El primer ministro de Israel, Benjamin Netanyahu, reveló que fue sometido a un tratamiento para un tumor maligno de próstata detectado en etapa temprana durante un chequeo médico de rutina, realizado meses después de una cirugía por agrandamiento benigno de próstata en diciembre de 2024.
La información fue divulgada por el propio mandatario a través de un extenso comunicado publicado en sus redes sociales, acompañado de su informe anual de salud. Aunque no precisó la fecha exacta del procedimiento, aseguró que el tratamiento fue exitoso y que la enfermedad no dejó secuelas. “Gracias a Dios, también superé esto”, escribió.
Según detalló, el tumor —de menos de un centímetro y sin metástasis— fue detectado de manera temprana, lo que permitió una intervención oportuna. Netanyahu explicó que los médicos le ofrecieron la posibilidad de monitorear la lesión sin tratamiento inmediato o proceder directamente con una intervención, optando por esta última alternativa. “Cuando me informan a tiempo sobre un posible peligro, quiero actuar de inmediato”, afirmó.
¿Cómo ha evolucionado su salud?
El informe médico concluye que el líder israelí, de 76 años, se encuentra en buen estado general de salud, con resultados normales en análisis de sangre y pruebas de condición física. Asimismo, se destacó que su corazón funciona adecuadamente y que no ha presentado complicaciones desde la implantación de un marcapasos en julio de 2023.
Netanyahu también explicó que decidió retrasar la publicación de su informe médico durante dos meses, argumentando que buscaba evitar que Irán utilizara su estado de salud para difundir “propaganda falsa” contra Israel.
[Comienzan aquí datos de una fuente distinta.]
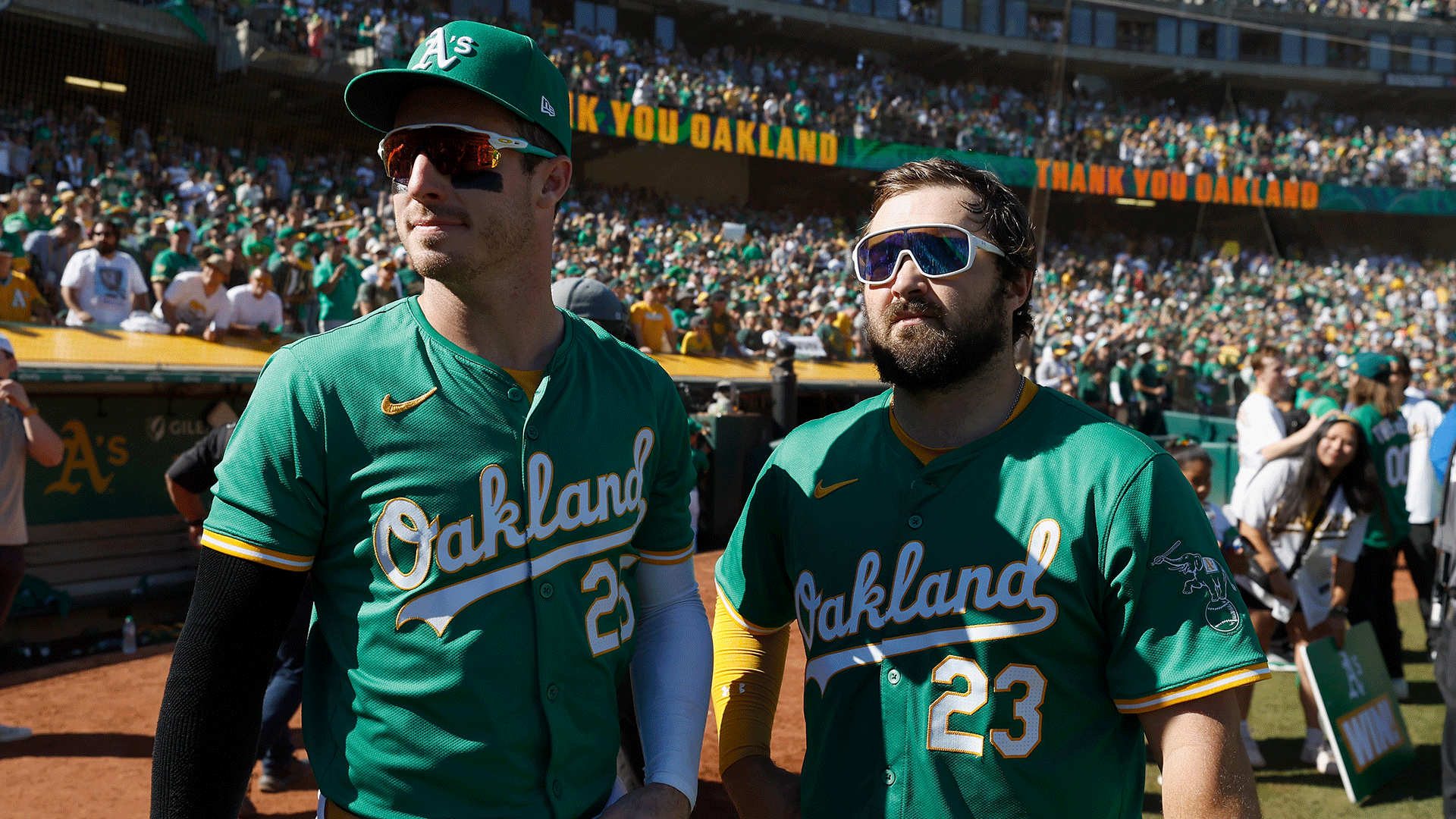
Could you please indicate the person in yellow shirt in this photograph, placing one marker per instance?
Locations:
(698, 340)
(653, 319)
(19, 299)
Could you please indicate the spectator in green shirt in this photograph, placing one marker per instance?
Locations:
(174, 260)
(1150, 391)
(836, 344)
(1120, 387)
(337, 279)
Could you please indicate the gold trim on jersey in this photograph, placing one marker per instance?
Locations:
(1194, 689)
(670, 558)
(256, 554)
(739, 618)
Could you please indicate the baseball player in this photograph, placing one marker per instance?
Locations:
(999, 591)
(491, 496)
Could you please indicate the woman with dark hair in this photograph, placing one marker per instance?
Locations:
(1307, 519)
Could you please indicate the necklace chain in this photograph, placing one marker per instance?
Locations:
(1015, 404)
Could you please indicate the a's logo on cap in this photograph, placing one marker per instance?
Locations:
(437, 50)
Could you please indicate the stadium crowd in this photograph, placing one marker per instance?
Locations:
(322, 28)
(889, 104)
(302, 242)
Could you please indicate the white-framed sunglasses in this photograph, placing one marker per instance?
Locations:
(452, 149)
(938, 249)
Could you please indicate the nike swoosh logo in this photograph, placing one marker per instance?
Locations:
(820, 490)
(391, 409)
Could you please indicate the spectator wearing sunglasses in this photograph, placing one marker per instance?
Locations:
(102, 284)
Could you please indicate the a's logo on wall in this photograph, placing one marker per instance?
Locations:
(1209, 575)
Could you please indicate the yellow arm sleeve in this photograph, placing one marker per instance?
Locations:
(747, 676)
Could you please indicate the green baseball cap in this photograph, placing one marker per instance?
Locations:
(501, 64)
(1372, 365)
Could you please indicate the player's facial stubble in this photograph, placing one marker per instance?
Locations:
(495, 219)
(946, 350)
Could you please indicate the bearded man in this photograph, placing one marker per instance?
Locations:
(993, 615)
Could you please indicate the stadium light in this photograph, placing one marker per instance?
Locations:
(91, 83)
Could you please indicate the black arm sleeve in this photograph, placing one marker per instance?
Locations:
(212, 711)
(196, 469)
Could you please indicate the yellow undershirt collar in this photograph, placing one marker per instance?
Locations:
(526, 379)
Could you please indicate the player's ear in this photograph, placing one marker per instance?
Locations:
(552, 177)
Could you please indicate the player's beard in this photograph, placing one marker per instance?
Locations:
(457, 261)
(943, 352)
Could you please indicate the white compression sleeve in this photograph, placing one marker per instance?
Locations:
(672, 673)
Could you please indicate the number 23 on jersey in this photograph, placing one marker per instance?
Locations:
(1014, 678)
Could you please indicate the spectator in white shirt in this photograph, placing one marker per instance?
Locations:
(256, 309)
(196, 303)
(102, 284)
(249, 194)
(1421, 488)
(1260, 425)
(193, 190)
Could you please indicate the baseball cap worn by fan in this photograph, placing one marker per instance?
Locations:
(500, 64)
(588, 299)
(1372, 365)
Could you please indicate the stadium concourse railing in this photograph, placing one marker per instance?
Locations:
(102, 528)
(1218, 436)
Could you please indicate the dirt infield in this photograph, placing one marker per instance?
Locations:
(91, 757)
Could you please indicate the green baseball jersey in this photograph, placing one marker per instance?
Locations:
(982, 632)
(1391, 450)
(171, 262)
(473, 553)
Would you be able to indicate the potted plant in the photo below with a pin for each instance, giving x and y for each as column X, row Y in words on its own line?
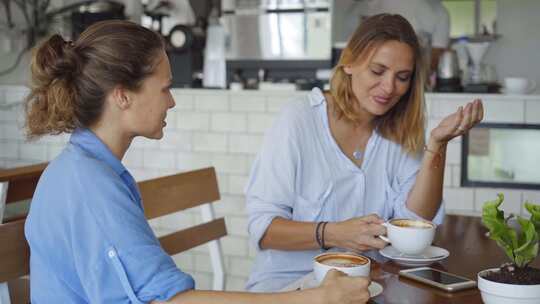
column 514, row 282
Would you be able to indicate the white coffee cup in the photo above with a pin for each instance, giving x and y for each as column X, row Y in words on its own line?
column 518, row 85
column 409, row 236
column 348, row 262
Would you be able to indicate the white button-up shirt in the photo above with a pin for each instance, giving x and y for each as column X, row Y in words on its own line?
column 301, row 174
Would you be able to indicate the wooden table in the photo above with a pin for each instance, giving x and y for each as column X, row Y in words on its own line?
column 470, row 251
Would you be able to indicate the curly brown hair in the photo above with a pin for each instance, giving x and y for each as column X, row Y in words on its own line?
column 70, row 80
column 405, row 122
Durante los momentos más intensos de los combates en marzo, circularon versiones no confirmadas en internet sobre su supuesta muerte o heridas.
En su mensaje, el primer ministro estructuró su comunicación en tres puntos clave:
«1 — Gracias a Dios, estoy sano.
2 — Estoy en excelente forma física.
3 — Tuve un pequeño problema médico con la próstata que fue tratado por completo».
El mandatario agradeció expresamente al equipo médico del Hospital Hadassah por la atención recibida y aprovechó para hacer un llamado a la población: “Cuiden su salud. Háganse revisiones y sigan las instrucciones de los médicos”.
El anuncio se produce en medio de un contexto regional marcado por tensiones con Irán, país al que el propio Netanyahu señaló indirectamente al justificar la demora en la divulgación de su estado de salud.
El mensaje concluyó con una referencia espiritual en la víspera del Shabat, en la que el primer ministro expresó una oración “por la paz de nuestros heridos de cuerpo y alma”, enviando además un “cálido abrazo” y deseos de pronta recuperación a quienes se encuentran afectados por el conflicto.